NEW YORK - Decades of India’s occupation of Jammu and Kashmir, coupled with its repression there, has turned the disputed region into a powder keg of anger and fury — a “volcano waiting to erupt”, Pakistan’s Ambassador to the U.S., Asad Majeed Khan, has said, while underscoring the need for resolving the lingering dispute.
“Kashmir is too important and too delicate an issue to be ignored indefinitely. It needs resolution now,” he wrote in an opinion piece published in The New York Daily News, a mass circulation tabloid, after giving background to the issue.
“The only solution is a just settlement of the Kashmir dispute in accordance with the wishes of its people and in line with the UN’s myriad resolutions on the disputed territory,” the Pakistani envoy said in his piece titled: India’s dastardly, dangerous moves in Kashmir.
Since India’s Aug. 5 annexation, Kashmir has been under military lockdown, with mass arrests of Kashmiri political leaders and activists as well as young people under a complete communications blackout, subjecting 8 million Kashmiris to a form of collective punishment.
Having failed to normalize its occupation of Kashmir, Ambassador Khan said India was lashing out, blaming Pakistan and gambling that another military escalation on the Line of Control would help the Bharatiya Janata Party (BJP) externalize the consequences of its repression.

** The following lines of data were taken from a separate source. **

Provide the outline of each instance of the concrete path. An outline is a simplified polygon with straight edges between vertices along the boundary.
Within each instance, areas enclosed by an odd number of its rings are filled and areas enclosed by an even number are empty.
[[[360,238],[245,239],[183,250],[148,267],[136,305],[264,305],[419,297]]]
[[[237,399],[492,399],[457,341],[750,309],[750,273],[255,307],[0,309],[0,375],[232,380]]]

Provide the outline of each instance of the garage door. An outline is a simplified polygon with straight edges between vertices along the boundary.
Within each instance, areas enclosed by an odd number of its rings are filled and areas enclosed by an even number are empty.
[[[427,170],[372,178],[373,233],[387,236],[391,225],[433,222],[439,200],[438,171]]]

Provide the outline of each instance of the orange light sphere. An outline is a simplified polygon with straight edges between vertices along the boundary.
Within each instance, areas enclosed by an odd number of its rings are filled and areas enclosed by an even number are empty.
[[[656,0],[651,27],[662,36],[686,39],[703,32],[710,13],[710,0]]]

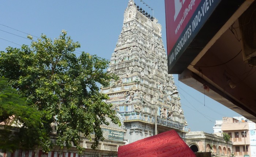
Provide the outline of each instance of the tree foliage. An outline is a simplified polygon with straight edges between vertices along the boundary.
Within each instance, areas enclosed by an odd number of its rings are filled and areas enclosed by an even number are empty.
[[[0,76],[10,78],[12,87],[39,111],[49,113],[41,118],[48,137],[52,131],[50,124],[57,123],[56,144],[63,148],[65,143],[68,148],[72,142],[81,150],[80,133],[91,140],[93,133],[95,148],[104,139],[100,125],[109,124],[105,116],[116,124],[119,121],[112,105],[103,101],[107,95],[97,86],[117,79],[104,71],[108,61],[83,52],[77,57],[73,52],[80,46],[65,31],[53,41],[42,34],[30,46],[8,47],[1,52]]]
[[[230,138],[231,138],[231,137],[230,135],[229,135],[226,133],[223,133],[223,134],[222,134],[222,135],[223,137],[223,139],[224,140],[225,140],[226,142],[227,142],[228,141],[230,141]]]
[[[41,119],[47,112],[29,105],[31,102],[21,97],[8,81],[0,77],[0,149],[13,151],[20,147],[31,148],[35,145],[48,147],[50,138],[45,135]]]

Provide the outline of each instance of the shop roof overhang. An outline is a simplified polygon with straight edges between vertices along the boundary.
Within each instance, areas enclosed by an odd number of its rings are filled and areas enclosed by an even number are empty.
[[[256,122],[256,67],[243,61],[238,20],[254,1],[222,0],[168,72]]]

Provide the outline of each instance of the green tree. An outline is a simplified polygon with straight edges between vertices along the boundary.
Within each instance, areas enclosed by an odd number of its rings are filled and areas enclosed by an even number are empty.
[[[68,148],[72,142],[81,151],[80,134],[91,140],[93,133],[95,149],[104,139],[100,125],[109,124],[106,116],[119,123],[97,84],[108,85],[117,77],[104,71],[107,60],[83,52],[77,57],[73,52],[80,44],[66,35],[63,30],[53,41],[42,34],[30,46],[7,48],[0,54],[0,76],[10,78],[13,88],[39,110],[50,113],[41,119],[48,136],[50,124],[57,122],[56,145],[63,148],[65,142]]]
[[[223,137],[223,139],[224,140],[225,140],[226,142],[230,141],[230,138],[231,137],[230,135],[229,135],[226,133],[223,133],[222,134],[222,136]]]
[[[35,145],[47,149],[50,139],[41,119],[46,113],[29,105],[31,102],[21,97],[8,81],[0,77],[0,149],[13,151]]]

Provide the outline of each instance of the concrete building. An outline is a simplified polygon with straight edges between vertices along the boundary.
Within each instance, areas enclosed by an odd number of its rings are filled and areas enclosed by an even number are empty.
[[[214,126],[213,127],[213,133],[217,136],[222,136],[222,131],[221,130],[221,125],[222,123],[222,120],[216,120],[215,121]]]
[[[167,73],[162,26],[133,0],[124,16],[107,69],[119,78],[101,91],[121,117],[124,139],[129,143],[172,129],[184,138],[187,123],[174,78]]]
[[[256,122],[255,1],[165,1],[169,73]]]
[[[244,155],[256,157],[256,124],[244,117],[240,117],[239,119],[241,120],[223,117],[222,130],[231,137],[232,149],[236,157],[242,157]]]
[[[186,142],[194,152],[211,152],[215,157],[229,157],[232,143],[222,137],[203,131],[191,131],[186,134]]]

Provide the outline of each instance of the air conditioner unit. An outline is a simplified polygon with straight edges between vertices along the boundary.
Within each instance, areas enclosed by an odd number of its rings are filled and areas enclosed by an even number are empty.
[[[256,66],[256,2],[238,18],[244,61]]]

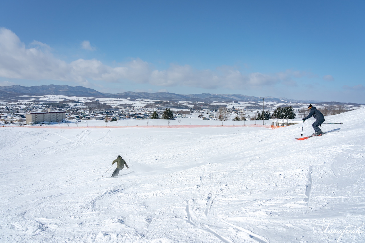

On it’s part, he said Pakistan does not want to be dragged into a “manufactured confrontation”, but warned of a response if Pakistani sovereignty was violated.
“India has already tested — to its own cost — Pakistan’s resolve to defend its territory once this year,” Khan said, referring to the effective Pakistani response to India’s air incursion in February. “As Prime Minister Imran Khan warned India in February, wars begin because of miscalculation.”
“It’s time for India to let the Kashmiri people choose their own destiny,” Khan wrote, referring to UN resolutions that give Kashmir people the right to self-determination through a UN-supervised plebiscite.
“Under India’s occupation, they have seen enough dark days,” Khan added.